ED BISHOP and Michael Billington
FOREVER

ここではエド・ビショップ氏、マイケル・ビリントン氏のご冥福を祈りつつ、UFOについて簡単にご紹介しよう

■UFOとは

1980年、すでに人類は地球防衛組織SHADOを結成していた・・・このオープニングを生涯で一体何度見たであろう。Kの人生はUFOと供にあったと言っても過言ではない。

設定上1980年と言っても当時は1970年。今思うと1980年ははるかな過去となり、劇中の「未来っぽさ」は、かえってレトロな懐かしささえ感じられるまでに時代は変わった。オープニングの高速タイプライターで打ち出された各メカニック機能解説、「コスモルック」と呼ばれたムーンベース女子隊員のユニフォーム、やたら登場するオープンリールのテープレコーダー、コンピューターの稼動中イメージ描写でよく使われた、無意味な電飾の数々・・・どれもがまだ10歳そこそこのガキを熱中させるには十分すぎた。

今それらは、何らかの形で実現しているもの、まだ実現されていないもの、またあるいはすでに時代遅れとなってしまったもの、さまざまである。・・・まぁUFOが飛んでくる、あたりはさすがに超現実的で安易な発想だが、このシリーズが何十年もスタビリティーを持つ理由は、あまり現実的でない描写は控えられ、あくまで人間中心に構成されたシリアスSFであるという点にある。
超能力を持った魔法使いが空を飛んだり、大怪獣が東京は破壊しても子供は助ける、などといった映像のマジックや都合のいいストーリー展開で、物事の本質をカムフラージュしなかった。助からないものは助からない。出来ないことは出来ない、という冷たい現実を見る尺度を常に見るものに提示していたのだ。

■冷酷な司令官

その現実の冷たさを最も反映していたのが、ストレイカー司令官だったのだ。オープニングにもあるように彼は常に「沈着冷静なストレイカー最高司令官」であった。
ある隊員の妹が宇宙人に捕らえられ殺された話では、肉親にも事実を明かす事を許さず、死亡理由も捏造されたものだった。「地球の重さと一人の人間の命と、どちらが重いか」という命題に対する答えがここにはあった。UFOの存在は決して一般市民に知られてはならず、あくまで秘密裏に戦わなければならない。なぜなら、もし存在が知れ渡れば地球上が大混乱に陥るからだ。隊員の個人的な事情より地球のことを優先する、それがストレイカーの信条だった。

が、・・・子供のこととなるとちょっと違っていた。

■長男の事故死

ご多分に漏れず彼にも幸せな結婚生活の時期があった。しかしそれも長くは続かなかったのだ。
当時空軍大佐だったストレイカーは、その先10年かけて作られる未知の組織SHADOの司令官に任命されてしまう。これが彼の人生の大きな転機となった。仕事一点張りの多忙な日々、妻とのすれ違い。やがて妻は子供を身ごもり一見平和が戻ったかに見えたが、結局離婚してしまい、唯一の支えは、時々会うことを許された息子だけになってしまった。
そして久々の休日を長男と過ごすストレイカー、彼の表情には珍しく笑顔が見られた。しかし息子を家に送り届けた直後、息子は事故に遭ってしまう。瀕死の重症を負った息子を助けるためストレイカーは初めて任務を忘れる。

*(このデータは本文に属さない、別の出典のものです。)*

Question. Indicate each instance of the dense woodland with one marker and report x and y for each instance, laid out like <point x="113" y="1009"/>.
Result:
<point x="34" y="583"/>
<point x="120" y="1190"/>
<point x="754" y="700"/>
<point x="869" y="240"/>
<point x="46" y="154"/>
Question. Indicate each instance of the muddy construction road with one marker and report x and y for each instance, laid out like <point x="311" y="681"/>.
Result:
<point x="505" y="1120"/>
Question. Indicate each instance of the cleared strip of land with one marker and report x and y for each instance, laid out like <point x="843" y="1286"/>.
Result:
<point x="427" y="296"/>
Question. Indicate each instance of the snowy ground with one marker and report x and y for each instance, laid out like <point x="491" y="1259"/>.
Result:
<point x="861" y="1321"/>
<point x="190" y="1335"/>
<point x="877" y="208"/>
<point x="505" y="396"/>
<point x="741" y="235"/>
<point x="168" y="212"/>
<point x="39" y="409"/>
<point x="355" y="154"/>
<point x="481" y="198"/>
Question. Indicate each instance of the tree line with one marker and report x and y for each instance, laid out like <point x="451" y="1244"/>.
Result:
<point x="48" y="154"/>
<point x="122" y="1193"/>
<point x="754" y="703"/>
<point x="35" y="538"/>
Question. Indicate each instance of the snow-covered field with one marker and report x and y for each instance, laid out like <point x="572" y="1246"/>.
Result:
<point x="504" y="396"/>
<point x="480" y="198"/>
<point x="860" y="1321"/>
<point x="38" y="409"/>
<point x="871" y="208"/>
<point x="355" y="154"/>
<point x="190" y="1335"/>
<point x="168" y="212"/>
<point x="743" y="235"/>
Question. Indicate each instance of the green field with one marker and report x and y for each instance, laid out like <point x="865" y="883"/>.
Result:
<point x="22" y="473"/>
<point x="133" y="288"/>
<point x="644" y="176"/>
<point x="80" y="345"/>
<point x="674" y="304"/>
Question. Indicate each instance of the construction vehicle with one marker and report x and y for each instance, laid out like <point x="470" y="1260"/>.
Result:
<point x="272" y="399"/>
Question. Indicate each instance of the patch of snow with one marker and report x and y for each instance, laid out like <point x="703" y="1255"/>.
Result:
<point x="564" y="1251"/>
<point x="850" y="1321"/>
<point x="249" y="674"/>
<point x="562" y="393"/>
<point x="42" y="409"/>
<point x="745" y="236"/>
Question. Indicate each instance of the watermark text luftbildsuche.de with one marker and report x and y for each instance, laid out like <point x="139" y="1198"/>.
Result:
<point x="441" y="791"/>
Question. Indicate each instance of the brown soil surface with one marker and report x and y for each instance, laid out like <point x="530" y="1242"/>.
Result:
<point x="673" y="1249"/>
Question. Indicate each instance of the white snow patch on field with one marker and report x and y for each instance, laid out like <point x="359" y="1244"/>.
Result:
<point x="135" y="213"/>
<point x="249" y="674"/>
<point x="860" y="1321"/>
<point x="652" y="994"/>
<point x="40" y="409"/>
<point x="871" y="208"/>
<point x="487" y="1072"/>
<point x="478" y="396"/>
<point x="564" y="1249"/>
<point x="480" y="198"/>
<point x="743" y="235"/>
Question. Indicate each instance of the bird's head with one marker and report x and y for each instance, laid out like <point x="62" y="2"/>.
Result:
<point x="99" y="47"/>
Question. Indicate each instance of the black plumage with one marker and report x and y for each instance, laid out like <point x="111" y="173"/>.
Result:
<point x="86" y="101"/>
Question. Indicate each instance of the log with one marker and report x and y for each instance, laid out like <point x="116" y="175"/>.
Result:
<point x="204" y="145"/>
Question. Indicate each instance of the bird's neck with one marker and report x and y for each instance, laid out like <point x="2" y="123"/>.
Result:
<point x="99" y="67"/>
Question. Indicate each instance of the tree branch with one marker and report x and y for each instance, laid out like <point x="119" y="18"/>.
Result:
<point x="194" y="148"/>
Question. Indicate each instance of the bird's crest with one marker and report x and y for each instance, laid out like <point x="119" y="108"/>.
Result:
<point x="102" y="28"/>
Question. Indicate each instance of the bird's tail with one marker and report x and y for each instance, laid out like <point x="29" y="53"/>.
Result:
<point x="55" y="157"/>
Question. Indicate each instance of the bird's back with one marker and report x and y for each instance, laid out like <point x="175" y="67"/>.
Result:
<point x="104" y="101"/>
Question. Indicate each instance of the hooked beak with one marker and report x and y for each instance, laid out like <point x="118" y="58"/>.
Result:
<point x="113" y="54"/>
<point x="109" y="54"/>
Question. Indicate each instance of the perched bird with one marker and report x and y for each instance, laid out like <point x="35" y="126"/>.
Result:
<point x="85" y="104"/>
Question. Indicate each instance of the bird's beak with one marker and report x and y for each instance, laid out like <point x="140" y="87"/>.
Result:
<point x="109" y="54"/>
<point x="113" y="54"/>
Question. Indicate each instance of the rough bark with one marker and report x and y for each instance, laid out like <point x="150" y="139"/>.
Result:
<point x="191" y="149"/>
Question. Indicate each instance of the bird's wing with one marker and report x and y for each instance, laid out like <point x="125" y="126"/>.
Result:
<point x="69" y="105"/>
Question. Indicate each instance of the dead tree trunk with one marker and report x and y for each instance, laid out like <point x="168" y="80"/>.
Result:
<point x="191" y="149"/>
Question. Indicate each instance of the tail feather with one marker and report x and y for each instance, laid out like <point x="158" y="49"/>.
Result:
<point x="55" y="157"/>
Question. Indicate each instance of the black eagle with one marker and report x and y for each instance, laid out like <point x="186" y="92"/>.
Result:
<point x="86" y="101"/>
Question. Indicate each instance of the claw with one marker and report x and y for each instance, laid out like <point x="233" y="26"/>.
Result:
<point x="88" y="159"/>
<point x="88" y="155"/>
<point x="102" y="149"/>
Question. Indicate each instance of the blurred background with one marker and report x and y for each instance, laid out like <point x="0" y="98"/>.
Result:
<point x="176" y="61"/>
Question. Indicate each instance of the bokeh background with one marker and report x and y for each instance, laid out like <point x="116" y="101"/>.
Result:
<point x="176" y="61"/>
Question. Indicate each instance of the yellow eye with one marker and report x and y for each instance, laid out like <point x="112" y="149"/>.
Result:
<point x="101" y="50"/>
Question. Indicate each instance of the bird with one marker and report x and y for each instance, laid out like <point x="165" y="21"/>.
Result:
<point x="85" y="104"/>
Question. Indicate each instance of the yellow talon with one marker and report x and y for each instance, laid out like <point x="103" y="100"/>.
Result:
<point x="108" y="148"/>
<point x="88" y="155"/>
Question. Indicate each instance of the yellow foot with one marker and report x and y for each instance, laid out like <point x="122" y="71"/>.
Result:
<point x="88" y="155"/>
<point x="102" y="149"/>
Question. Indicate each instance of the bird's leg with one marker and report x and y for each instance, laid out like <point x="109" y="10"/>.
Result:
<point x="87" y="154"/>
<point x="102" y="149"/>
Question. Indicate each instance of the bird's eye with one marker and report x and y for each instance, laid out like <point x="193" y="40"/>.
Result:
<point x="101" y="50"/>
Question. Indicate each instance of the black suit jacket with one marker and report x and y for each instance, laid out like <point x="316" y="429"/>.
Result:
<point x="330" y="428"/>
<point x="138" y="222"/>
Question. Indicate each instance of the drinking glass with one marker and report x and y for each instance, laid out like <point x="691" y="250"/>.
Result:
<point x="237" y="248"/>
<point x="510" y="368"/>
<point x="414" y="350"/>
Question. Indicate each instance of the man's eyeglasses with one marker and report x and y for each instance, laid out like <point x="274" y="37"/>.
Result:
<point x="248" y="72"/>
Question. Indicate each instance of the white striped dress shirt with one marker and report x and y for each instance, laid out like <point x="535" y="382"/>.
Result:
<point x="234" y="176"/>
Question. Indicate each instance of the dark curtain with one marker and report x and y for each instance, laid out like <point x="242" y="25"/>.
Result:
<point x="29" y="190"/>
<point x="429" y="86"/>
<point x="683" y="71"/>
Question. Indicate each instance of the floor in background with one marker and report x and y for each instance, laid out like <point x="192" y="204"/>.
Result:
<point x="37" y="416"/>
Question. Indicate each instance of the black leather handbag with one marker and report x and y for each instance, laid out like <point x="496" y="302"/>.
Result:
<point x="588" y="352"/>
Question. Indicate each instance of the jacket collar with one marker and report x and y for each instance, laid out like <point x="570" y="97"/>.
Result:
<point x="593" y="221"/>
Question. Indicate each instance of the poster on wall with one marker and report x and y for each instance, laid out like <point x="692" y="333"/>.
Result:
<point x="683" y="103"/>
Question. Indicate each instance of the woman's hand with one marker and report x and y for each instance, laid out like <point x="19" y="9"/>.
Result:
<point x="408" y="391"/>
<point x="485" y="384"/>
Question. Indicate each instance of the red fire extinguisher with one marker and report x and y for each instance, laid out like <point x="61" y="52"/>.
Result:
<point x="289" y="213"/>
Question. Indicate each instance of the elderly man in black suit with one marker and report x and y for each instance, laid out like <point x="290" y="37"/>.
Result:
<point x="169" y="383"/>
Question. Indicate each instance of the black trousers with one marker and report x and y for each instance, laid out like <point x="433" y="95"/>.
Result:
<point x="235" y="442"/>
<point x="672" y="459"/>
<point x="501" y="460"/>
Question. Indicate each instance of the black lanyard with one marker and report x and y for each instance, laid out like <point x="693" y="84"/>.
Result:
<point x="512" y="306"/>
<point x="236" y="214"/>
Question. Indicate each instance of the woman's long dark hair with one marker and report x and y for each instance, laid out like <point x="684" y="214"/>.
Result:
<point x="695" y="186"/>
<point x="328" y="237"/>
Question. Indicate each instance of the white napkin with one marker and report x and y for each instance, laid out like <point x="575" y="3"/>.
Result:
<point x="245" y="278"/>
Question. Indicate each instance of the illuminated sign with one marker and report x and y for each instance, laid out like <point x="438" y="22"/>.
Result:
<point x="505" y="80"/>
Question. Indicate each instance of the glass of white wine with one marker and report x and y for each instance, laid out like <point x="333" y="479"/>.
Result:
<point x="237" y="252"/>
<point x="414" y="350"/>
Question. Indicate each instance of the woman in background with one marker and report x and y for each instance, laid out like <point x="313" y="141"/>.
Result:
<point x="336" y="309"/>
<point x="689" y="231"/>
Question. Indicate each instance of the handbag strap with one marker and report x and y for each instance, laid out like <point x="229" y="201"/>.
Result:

彼はアメリカにある新薬をSHADOの連絡便に乗せイギリスまで運ばせようとした。これで何もかもうまくいくはずだった。だがそこにUFOが来襲する。一緒に積んでいたシャドーモービルを途中で降ろすことになり、新薬はついに間に合わなくなったのだ。
「地球の重さと一人の人間の命と、どちらが重いか」という命題がここでも問われ、重々しい空気のままこのストーリーは終わった。


エド・ビショップ氏について(ファンダーソンより抜粋)
1932年6月11日銀行家の息子としてブルックリンに生誕。10年後一家はニューヨーク近郊に移り住み、エドは高校を卒業後軍隊のラジオ局等で働く。そしてボストン大学で演劇を専攻したのがキャリアの始まりである。1961年にキューブリックの映画に初出演。68年には「2001年宇宙の旅」に出演。その後「ゲイリー」アンダーソンに見出され、ITC作品の常連となった。
2005年6月8日他界。享年72歳。
因みに彼の実の息子も1988年に自動車事故で亡くなっている。


ストレイカー司令官、そしてフォスター大佐、謹んでご冥福をお祈りします。